Sicherheitsrevolution in Kirchschlag: Sanierung der Ufer- und Stützmauer als Teil eines großen Plans
In Kirchschlag, einem idyllischen Teil der Buckligen Welt, wird gerade eine bedeutende Sanierung der Ufer- und Stützmauer entlang der L 147 durchgeführt. Die Sanierungsarbeiten an der Ungerbachstraße sind nicht nur notwendig, sie sind auch ein Zeichen für die Verantwortung, die das Land Niederösterreich für die Sicherheit seiner Bürger übernimmt. Mit einem Gesamtvolumen von 88.000 Euro, das vollständig vom Land NÖ getragen wird, zeigt sich hier ein klares Bekenntnis zur Infrastruktur.
Am 24. Juni 2026 besuchte der Landtagsabgeordnete Jürgen Handler (FPÖ) die Baustelle, um sich ein Bild von den Fortschritten zu machen. Und die Fortschritte sind sichtbar! Die alten Leitschienen wurden bereits demontiert, der Randbalken ist abgebrochen – alles Teil der notwendigen Sicherheitsmaßnahmen. Das ist nicht nur ein technischer Prozess, sondern auch eine Art von Handwerk, das man in der Region schätzt.
Fortschritt auf der Baustelle
Aktuell wird der neue Randbalken von der Straßenmeisterei Aspang betoniert. Nach der Betonierung folgt die Montage der neuen Leitschienen. Ein gewaltiger Kraftakt inmitten der ländlichen Ruhe, der jedoch für die Sicherheit aller Verkehrsteilnehmer unerlässlich ist. Die Arbeiten werden bis Ende Juni 2026 abgeschlossen sein, sodass die Anrainer und Verkehrsteilnehmer bald wieder ungestört ihre Wege gehen können.

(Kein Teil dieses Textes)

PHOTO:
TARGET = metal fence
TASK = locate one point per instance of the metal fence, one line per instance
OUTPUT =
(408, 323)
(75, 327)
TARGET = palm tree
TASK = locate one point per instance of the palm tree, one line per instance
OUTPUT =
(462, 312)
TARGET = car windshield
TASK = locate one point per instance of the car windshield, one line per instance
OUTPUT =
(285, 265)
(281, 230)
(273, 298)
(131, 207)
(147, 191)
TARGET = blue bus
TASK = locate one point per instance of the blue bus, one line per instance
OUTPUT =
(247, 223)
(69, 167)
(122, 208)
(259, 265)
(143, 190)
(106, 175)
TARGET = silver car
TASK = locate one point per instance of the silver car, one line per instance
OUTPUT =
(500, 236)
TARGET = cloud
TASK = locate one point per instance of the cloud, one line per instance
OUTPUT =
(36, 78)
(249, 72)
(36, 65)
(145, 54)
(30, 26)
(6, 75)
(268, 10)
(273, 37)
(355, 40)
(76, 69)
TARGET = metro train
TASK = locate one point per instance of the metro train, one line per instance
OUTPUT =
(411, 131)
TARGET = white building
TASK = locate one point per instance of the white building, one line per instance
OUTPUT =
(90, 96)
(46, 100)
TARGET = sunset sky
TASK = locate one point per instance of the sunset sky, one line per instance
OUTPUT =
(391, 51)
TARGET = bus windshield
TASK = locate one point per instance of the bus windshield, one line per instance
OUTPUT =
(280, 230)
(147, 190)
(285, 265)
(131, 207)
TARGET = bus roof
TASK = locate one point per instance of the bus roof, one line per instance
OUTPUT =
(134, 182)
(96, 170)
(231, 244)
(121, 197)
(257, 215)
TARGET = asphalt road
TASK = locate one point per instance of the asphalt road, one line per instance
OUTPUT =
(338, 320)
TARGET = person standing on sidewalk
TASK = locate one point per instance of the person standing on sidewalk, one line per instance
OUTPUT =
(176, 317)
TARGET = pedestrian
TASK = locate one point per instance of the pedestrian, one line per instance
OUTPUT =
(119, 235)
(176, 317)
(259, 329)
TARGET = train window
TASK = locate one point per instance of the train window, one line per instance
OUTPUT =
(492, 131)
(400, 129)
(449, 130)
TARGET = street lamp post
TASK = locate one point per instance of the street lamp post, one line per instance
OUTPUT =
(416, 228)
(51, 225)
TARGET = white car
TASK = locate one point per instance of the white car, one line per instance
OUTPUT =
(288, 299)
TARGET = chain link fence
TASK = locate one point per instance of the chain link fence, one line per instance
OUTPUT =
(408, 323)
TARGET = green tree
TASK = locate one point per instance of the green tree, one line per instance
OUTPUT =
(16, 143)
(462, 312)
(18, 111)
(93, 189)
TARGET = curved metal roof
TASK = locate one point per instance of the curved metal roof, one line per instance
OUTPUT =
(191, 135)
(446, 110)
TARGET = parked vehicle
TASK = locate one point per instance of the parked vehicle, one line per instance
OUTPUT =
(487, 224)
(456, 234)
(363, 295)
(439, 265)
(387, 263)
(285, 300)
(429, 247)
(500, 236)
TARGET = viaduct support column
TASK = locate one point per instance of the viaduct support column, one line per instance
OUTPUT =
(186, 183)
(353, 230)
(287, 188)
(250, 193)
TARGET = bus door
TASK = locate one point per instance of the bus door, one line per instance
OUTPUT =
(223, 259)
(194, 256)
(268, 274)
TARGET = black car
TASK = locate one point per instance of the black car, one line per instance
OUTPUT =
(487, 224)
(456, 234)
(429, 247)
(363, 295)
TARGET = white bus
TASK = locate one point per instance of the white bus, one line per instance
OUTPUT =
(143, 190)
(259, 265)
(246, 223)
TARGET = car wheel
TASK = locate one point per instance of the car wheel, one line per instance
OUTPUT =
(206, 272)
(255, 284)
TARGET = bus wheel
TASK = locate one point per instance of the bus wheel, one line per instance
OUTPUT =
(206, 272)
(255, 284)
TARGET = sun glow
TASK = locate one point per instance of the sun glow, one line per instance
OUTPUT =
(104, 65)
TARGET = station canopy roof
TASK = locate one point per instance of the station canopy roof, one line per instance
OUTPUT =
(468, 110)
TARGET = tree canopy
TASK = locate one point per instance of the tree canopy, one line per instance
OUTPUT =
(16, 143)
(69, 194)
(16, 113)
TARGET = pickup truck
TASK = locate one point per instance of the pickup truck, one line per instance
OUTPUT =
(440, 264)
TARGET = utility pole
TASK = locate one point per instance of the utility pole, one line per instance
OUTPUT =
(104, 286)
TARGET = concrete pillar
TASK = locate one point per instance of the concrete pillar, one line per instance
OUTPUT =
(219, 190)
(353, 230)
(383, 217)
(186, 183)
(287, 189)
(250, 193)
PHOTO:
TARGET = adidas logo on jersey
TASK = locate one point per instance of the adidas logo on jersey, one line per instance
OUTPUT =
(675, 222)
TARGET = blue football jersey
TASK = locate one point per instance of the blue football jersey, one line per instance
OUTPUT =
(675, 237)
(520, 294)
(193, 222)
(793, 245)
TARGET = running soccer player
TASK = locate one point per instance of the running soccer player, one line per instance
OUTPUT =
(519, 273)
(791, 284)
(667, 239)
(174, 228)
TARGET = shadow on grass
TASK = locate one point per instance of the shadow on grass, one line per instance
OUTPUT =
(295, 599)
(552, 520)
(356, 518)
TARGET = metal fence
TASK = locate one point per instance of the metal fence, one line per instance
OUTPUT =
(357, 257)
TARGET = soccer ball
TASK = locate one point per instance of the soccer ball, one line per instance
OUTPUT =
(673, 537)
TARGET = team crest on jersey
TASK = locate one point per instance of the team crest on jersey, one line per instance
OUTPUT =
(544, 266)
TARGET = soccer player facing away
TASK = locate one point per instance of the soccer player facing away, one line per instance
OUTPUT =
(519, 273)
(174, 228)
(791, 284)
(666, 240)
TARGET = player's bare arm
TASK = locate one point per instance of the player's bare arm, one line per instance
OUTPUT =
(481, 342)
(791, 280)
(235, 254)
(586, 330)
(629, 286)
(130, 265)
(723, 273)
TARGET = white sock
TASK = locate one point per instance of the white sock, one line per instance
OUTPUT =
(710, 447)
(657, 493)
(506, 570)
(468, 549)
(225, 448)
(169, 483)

Die Maßnahmen wurden vom NÖ Straßendienst beschlossen, und man versteht, warum: Sicherheit geht vor! Gerade in Zeiten, in denen die Straßeninfrastruktur unter Druck steht, ist es wichtig, dass solche Projekte umgesetzt werden. Der NÖ Straßendienst bittet die Anrainer und Verkehrsteilnehmer um Verständnis während der Bauarbeiten – und das ist nur fair, denn schließlich geht es um die Sicherheit aller.
Ein Teil eines größeren Plans
Diese Sanierung ist Teil eines umfassenden Straßenbauprogramms des Landes Niederösterreich, das mit satten 130 Millionen Euro aufwartet und über 480 Projekte in rund 300 Gemeinden umfasst. Verkehrslandesrat Udo Landbauer hat betont, dass der Fokus auf sicheren und verlässlichen Straßen liegt. Hochwasserschäden aus dem Jahr 2024 wurden bereits zu 98 Prozent behoben – ein weiteres Zeichen für die Effizienz und Einsatzbereitschaft der zuständigen Stellen.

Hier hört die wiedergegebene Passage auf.